If you just joined as a new member of the board of directors of a startup, or you are VC that hops from board to board you should know your legal duties as a director. We usually try not bore you with arcane legal concepts from the common law and Delaware corporate law, but you must familiarize yourself with the term fiduciary and fiduciary duties.
Under Delaware law each director is a fiduciary and has fiduciary duties to shareholders and the company. In practice this means that as fiduciary, a director must not put his personal interest before the interest of the company and the shareholders. In the real world you only care about your own wealth maximization, however, when you become a director you have to think about the company and wealth maximization for all shareholders (not only preferred shareholders or only founders). For example, if a director puts his own personal interest ahead of the shareholders or acts negligently he can be found personally liable under Delaware law.
Duty of Care
Directors in Delaware are bound by the duty of care and duty of loyalty, which supplements specific responsibilities spelled out in the organizational documents of the company (articles of incorporation and bylaws) and shareholder agreements (voting agreements). The duty of care is legal code word for “you can do that and can’t do that” and gives the board of directors’ guidelines on how to act. The standard for duty of care requires that all corporate duties must be discharged in good faith and with a degree of diligence, care and skill that an ordinarily prudent director would exercise under similar circumstances in like position.
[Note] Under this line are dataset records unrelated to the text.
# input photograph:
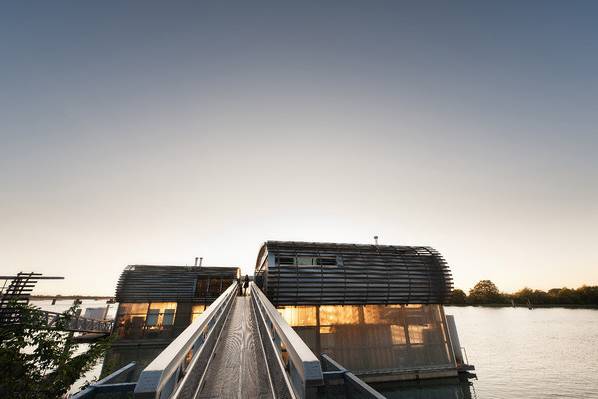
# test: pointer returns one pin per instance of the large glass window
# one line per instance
(145, 320)
(374, 337)
(307, 261)
(196, 311)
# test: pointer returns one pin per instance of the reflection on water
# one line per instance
(452, 388)
(518, 353)
(531, 354)
(63, 305)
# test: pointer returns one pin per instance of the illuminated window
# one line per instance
(337, 314)
(416, 334)
(161, 314)
(196, 311)
(285, 260)
(299, 316)
(398, 334)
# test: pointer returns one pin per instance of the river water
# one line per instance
(518, 353)
(522, 353)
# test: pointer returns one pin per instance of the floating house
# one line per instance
(157, 303)
(319, 319)
(375, 309)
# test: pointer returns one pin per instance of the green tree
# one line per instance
(485, 292)
(458, 297)
(40, 363)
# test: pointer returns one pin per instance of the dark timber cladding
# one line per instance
(304, 273)
(142, 283)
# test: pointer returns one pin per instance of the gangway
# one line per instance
(239, 347)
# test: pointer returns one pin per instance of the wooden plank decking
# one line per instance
(238, 368)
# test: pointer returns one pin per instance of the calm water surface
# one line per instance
(540, 353)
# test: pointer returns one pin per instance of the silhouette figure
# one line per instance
(245, 285)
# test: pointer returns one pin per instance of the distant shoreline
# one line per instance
(63, 297)
(505, 305)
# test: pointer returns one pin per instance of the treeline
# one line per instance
(485, 292)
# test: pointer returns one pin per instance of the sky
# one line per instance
(149, 132)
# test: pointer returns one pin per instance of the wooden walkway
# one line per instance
(238, 368)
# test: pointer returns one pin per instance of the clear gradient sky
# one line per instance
(154, 132)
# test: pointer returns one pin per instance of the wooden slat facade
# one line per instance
(352, 274)
(148, 283)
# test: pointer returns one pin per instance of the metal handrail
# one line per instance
(354, 386)
(166, 372)
(303, 371)
(106, 384)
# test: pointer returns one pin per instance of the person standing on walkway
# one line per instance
(245, 285)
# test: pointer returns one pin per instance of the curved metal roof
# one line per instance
(352, 274)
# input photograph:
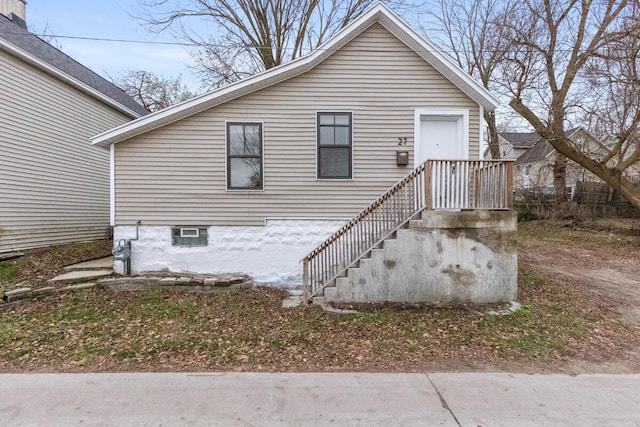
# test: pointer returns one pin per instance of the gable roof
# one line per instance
(520, 139)
(18, 41)
(379, 13)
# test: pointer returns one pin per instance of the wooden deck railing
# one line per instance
(435, 184)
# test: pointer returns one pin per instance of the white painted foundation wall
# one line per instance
(270, 253)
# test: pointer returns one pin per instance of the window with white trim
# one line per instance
(335, 141)
(244, 156)
(189, 236)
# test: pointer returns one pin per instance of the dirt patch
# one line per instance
(610, 270)
(600, 261)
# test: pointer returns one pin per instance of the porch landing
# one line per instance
(446, 256)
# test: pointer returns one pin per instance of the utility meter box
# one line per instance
(122, 252)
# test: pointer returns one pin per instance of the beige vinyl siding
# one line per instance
(177, 174)
(54, 186)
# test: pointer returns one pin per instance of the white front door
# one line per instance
(441, 136)
(444, 135)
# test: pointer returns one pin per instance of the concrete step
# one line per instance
(319, 300)
(96, 264)
(330, 292)
(80, 276)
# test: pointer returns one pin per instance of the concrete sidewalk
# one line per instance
(257, 399)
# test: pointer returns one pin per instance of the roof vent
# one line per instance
(17, 8)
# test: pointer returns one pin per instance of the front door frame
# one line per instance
(462, 119)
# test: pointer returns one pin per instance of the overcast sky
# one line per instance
(108, 19)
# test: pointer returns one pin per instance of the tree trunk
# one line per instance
(560, 185)
(492, 130)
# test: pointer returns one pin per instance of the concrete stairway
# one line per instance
(466, 256)
(85, 271)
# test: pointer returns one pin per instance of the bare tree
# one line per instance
(248, 36)
(554, 42)
(475, 34)
(152, 92)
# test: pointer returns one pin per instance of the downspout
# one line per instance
(122, 252)
(127, 266)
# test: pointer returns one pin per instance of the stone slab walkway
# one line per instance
(96, 264)
(77, 276)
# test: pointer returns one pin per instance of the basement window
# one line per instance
(189, 236)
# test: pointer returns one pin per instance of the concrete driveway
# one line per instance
(308, 399)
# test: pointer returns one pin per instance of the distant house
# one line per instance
(54, 185)
(297, 174)
(514, 144)
(534, 169)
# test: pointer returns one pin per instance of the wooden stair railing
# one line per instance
(435, 184)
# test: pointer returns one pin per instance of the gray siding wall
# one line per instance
(54, 186)
(176, 175)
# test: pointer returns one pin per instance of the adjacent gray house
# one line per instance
(298, 173)
(514, 144)
(54, 185)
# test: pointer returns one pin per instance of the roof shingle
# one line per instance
(20, 37)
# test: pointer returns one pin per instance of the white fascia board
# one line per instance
(379, 13)
(30, 59)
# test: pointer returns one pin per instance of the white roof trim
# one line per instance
(30, 59)
(379, 13)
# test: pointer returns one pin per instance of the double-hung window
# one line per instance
(244, 156)
(334, 145)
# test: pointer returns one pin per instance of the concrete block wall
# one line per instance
(465, 256)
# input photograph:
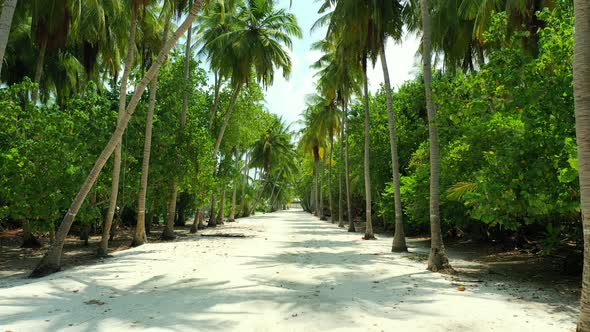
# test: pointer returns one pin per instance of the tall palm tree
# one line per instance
(437, 259)
(8, 8)
(51, 261)
(106, 229)
(329, 123)
(582, 103)
(140, 236)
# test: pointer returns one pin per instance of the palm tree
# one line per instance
(8, 8)
(51, 261)
(437, 259)
(257, 42)
(582, 103)
(106, 230)
(328, 123)
(313, 142)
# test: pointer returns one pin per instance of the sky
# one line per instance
(287, 97)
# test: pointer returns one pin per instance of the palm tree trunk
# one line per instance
(438, 258)
(5, 24)
(226, 119)
(399, 238)
(232, 211)
(106, 229)
(330, 178)
(316, 172)
(369, 223)
(168, 232)
(140, 236)
(39, 68)
(321, 186)
(340, 171)
(351, 227)
(212, 212)
(216, 99)
(244, 186)
(582, 103)
(51, 261)
(221, 213)
(196, 221)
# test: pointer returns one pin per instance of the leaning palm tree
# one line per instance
(437, 259)
(254, 45)
(328, 117)
(582, 103)
(51, 261)
(8, 8)
(106, 229)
For example, if a director of company fails to attend any of the board of directors’ meetings or to keep abreast of the business corporation under certain circumstance (loss to the corporation) may be found liable for nonfeasence (not acting when there was a duty to act). Directors can be held liable also for misfeasance (improper actions). The concept of duty of care forces you to make informed business decisions as a member of the board. That is why all board decisions are accompanied by investigations with the help of outside professionals, like lawyers or accountants.
Duty of Loyalty
Stay focused what follows is also important about the duty of loyalty. When you are on the board of directors you can’t sleep around with other startups, kiss other companies (yes, we know you liked it) and ask people to call you maybe. In other words you have to be loyal to the company and its shareholders. The company stays first before anything else. The standard for duty of loyalty requires that all corporate decisions must be undertaken in good faith, consciousness, fairness, morality and honesty required by Delaware law (if you are incorporated in Delaware a as many US companies are). This is especially tricky for founder directors that receive stock grants or some other perks from the company to keep them motivated.
In general the founders as directors and recipients of goodies should not be on both sides of the transaction. Another problem area are VC director who technically represent investors, but nonetheless have to act in interest of the company. VC directors once they join the board of a startup must think in terms of wealth creation for the company not only their parochial interest as preferred stockholders.